O Amazonas registrou aumento nas denúncias de violações de direitos humanos entre janeiro e março de 2025. De acordo com dados da Ouvidoria Nacional dos Direitos Humanos, do Ministério dos Direitos Humanos e da Cidadania, foram contabilizadas 3.117 denúncias no período, um aumento de 6,05% em relação ao mesmo trimestre de 2024, quando houve 2.939 registros. O número de violações relatadas também subiu: foram 22.708 casos neste ano, contra 20.219 no ano passado, o que representa um crescimento de 12,33%.
As denúncias ao Disque 100 apontam que a maioria das violações se refere à integridade das vítimas, com 3.062 denúncias envolvendo agressões físicas, psíquicas, negligência ou violência patrimonial. Já as violações relacionadas a liberdade, direitos sexuais, religiosos e sociais somaram 477 casos. Outras 196 denúncias foram relacionadas a violações do direito à segurança, saúde e alimentação. A maior parte dos casos ocorre em ambientes domésticos, com 1.598 denúncias na casa onde vivem vítima e agressor, totalizando 12.805 violações.
A presidente da Comissão de Direitos Humanos da OAB-AM, Alessandrine Silva, destaca que essas violações persistem apesar dos avanços legais, devido à falta de políticas eficazes e resistência social às mudanças. “Ainda vivemos em uma sociedade que tenta preservar privilégios e não reconhece os direitos humanos como universais. Isso alimenta a violência contra determinados grupos”, afirmou. Ela também aponta a ausência de uma rede de proteção efetiva como um fator que desestimula as vítimas a denunciarem.
Dados do Ministério revelam que as mulheres são as principais vítimas, representando 51,16% das denúncias e 11.400 violações. No entanto, também aparecem como autoras em muitos casos: 1.484 denúncias apontaram mulheres como agressoras, com 10.987 violações.
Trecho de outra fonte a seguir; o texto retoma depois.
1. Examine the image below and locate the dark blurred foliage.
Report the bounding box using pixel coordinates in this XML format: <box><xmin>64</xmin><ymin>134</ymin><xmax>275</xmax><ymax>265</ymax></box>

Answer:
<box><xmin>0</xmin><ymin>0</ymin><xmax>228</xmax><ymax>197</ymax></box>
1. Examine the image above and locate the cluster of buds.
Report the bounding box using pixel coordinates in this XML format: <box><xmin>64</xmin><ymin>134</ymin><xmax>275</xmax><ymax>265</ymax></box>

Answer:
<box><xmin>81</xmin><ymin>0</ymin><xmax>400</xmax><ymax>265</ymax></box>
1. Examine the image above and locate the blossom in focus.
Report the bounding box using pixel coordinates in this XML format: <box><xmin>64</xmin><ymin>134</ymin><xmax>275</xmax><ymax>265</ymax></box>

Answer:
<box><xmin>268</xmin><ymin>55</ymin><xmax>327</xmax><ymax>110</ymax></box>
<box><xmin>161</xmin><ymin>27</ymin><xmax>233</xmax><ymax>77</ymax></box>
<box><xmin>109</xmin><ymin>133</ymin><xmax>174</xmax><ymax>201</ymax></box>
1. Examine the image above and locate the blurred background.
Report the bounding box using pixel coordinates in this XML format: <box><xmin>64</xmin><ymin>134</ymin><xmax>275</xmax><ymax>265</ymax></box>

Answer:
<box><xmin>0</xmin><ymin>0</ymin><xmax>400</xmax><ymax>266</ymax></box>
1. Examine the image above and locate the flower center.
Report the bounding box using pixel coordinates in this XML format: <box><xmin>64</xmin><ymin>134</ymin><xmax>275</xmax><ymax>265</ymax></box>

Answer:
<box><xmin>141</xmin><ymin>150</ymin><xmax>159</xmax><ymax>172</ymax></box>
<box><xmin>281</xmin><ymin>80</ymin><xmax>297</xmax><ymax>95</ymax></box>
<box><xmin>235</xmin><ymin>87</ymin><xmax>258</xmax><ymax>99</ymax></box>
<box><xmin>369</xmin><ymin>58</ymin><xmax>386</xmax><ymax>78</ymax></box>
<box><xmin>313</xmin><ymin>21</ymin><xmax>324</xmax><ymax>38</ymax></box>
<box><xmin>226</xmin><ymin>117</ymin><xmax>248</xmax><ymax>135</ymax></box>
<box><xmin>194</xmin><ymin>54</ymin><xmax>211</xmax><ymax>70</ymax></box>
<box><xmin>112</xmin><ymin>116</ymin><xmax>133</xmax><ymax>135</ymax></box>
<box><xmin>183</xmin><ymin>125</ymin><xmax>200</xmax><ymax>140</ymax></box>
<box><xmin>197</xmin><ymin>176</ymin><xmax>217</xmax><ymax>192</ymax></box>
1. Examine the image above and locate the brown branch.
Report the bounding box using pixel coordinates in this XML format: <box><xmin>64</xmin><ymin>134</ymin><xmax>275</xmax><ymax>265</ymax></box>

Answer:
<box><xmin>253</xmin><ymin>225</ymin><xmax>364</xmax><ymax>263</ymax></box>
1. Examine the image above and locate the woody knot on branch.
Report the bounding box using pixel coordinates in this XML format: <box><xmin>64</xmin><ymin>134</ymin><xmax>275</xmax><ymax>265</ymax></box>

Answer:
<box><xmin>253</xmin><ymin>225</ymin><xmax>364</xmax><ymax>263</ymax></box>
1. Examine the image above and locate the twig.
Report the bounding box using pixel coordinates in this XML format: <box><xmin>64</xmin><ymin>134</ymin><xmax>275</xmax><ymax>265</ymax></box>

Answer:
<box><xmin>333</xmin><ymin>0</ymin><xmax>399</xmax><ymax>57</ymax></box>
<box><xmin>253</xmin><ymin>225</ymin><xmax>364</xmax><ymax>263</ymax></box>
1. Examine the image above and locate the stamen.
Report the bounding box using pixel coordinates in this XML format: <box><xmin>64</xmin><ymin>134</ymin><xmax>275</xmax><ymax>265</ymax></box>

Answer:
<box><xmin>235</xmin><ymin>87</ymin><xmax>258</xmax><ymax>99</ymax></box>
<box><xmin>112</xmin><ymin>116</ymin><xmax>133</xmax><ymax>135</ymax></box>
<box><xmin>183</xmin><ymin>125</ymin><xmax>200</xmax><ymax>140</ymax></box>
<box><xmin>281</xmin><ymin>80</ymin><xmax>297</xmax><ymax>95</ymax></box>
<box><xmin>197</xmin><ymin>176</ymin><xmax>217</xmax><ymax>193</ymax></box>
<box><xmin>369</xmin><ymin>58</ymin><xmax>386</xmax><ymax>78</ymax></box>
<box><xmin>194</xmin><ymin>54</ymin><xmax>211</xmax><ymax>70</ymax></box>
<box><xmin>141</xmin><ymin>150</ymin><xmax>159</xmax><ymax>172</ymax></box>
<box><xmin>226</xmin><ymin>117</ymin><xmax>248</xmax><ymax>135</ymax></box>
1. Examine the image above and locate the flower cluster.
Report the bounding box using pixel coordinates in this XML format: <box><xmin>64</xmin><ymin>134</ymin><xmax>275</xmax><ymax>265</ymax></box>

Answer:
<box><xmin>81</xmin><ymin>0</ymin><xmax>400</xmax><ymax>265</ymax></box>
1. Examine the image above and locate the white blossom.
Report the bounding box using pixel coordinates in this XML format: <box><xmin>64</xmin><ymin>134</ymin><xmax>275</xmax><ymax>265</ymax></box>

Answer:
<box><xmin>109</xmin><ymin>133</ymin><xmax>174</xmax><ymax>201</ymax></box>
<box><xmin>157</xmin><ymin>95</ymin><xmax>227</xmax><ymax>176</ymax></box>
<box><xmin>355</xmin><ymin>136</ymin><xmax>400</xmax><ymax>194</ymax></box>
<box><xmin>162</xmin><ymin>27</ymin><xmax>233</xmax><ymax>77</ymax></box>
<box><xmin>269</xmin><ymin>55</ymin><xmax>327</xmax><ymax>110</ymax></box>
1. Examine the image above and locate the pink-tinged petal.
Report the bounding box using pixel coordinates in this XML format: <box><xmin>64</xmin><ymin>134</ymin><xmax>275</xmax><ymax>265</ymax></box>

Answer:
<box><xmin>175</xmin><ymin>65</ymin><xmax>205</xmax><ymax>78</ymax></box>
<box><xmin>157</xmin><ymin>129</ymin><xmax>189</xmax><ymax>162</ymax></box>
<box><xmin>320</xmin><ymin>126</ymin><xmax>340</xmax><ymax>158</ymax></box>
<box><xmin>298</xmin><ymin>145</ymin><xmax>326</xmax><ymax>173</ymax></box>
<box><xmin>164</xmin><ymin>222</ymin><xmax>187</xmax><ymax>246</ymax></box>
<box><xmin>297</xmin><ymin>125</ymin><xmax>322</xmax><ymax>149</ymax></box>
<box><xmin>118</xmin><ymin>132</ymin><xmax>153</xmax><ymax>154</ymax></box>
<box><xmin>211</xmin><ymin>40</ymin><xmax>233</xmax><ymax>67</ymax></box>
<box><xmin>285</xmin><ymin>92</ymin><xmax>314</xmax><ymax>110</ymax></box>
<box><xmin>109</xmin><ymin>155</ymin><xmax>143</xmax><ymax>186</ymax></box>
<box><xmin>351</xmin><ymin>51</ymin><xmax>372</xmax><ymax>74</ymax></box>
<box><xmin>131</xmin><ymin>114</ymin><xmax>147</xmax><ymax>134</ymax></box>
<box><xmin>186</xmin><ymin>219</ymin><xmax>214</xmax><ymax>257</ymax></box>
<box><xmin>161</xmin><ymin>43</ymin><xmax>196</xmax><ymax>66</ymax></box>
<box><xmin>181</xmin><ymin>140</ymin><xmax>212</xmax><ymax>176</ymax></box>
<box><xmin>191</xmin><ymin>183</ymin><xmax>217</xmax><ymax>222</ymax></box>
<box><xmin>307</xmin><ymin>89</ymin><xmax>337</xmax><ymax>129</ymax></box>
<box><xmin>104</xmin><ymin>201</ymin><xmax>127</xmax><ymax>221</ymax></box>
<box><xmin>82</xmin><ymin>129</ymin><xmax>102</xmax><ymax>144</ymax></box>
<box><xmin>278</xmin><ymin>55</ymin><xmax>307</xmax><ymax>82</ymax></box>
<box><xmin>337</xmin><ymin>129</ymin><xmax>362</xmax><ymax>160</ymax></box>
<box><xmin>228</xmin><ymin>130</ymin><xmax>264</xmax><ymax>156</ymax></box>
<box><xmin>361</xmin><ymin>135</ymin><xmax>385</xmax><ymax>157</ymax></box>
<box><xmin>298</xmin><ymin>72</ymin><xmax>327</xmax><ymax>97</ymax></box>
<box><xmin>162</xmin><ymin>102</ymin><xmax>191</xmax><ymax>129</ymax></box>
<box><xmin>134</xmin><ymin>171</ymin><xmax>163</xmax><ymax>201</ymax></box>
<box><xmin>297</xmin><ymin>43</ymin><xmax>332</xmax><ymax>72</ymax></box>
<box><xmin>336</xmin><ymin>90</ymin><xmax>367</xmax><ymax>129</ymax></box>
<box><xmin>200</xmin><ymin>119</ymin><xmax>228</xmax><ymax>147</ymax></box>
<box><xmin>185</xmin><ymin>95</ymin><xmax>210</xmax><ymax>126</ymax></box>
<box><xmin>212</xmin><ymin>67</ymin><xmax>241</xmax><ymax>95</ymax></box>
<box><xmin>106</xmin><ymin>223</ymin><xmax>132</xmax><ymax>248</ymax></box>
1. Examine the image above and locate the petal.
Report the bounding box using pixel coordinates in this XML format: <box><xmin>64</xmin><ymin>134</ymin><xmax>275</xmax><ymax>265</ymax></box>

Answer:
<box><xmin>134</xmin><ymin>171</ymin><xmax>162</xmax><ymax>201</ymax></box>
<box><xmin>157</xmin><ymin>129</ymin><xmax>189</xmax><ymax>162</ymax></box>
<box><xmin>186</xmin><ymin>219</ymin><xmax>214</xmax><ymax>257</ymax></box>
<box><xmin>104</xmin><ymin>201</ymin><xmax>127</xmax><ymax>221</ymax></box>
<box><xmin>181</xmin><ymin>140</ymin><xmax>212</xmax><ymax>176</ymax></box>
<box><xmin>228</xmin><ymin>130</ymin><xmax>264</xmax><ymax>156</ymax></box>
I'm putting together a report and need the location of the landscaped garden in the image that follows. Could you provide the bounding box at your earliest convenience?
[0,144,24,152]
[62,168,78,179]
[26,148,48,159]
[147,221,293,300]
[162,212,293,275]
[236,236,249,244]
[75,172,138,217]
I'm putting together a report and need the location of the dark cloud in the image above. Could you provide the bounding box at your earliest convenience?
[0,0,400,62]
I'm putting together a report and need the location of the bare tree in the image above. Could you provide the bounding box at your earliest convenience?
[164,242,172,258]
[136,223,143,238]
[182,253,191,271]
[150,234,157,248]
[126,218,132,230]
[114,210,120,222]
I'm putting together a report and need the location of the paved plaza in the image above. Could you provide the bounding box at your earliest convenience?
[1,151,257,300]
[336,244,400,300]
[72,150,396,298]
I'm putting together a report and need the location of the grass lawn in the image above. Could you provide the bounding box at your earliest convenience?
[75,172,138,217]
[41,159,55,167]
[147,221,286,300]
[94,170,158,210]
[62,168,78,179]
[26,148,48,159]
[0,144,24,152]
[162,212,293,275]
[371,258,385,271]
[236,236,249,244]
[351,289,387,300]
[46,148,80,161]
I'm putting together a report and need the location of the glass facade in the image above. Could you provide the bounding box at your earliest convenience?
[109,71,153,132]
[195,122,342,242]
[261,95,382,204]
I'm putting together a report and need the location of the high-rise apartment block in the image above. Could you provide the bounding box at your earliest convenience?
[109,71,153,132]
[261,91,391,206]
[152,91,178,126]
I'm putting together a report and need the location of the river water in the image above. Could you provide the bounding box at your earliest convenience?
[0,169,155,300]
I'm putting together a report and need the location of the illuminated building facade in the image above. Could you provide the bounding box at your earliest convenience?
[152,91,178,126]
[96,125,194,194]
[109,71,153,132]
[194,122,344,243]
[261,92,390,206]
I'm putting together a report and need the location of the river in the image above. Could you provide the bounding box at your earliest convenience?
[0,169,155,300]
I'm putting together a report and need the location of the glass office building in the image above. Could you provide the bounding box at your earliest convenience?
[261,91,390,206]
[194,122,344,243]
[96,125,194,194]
Crianças, idosos, pessoas com deficiência e a população LGBTQIAPN+ também estão entre os grupos mais atingidos. As crianças e adolescentes foram vítimas em 1.428 denúncias, seguidas por idosos (995) e pessoas com deficiência (666).
Alessandrine afirma que o padrão dessas violações está enraizado em estruturas sociais como o machismo e o patriarcado. “Se não colocarmos o dedo na ferida e questionarmos o papel dos homens e a estrutura que oprime os grupos mais vulneráveis, esses números continuarão a crescer. E eles já estão subnotificados. O que vemos nos dados é só uma parte da realidade”, destacou. Para ela, é urgente o fortalecimento de políticas públicas específicas e inclusivas.
Em relação à origem das denúncias, a maioria (2.581) foi feita por terceiros, enquanto apenas 536 partiram das próprias vítimas — um reflexo da falta de confiança na rede de apoio e segurança. “Muitas vezes, a vítima depende economicamente do agressor ou teme represálias. Sem um sistema eficaz de acolhimento, essas pessoas se calam”, diz Alessandrine.
No recorte por municípios, Manaus lidera com 2.329 denúncias e 17.091 violações, sendo também a cidade com maior número de denúncias da região Norte, à frente de Belém e Porto Velho. Na sequência no estado, aparecem Manacapuru (81 denúncias), Itacoatiara (62), Parintins (42) e Tefé (30). No cenário nacional, Manaus ocupa a 5ª posição entre as cidades com mais denúncias, atrás apenas de São Paulo, Rio de Janeiro, Belo Horizonte e Brasília.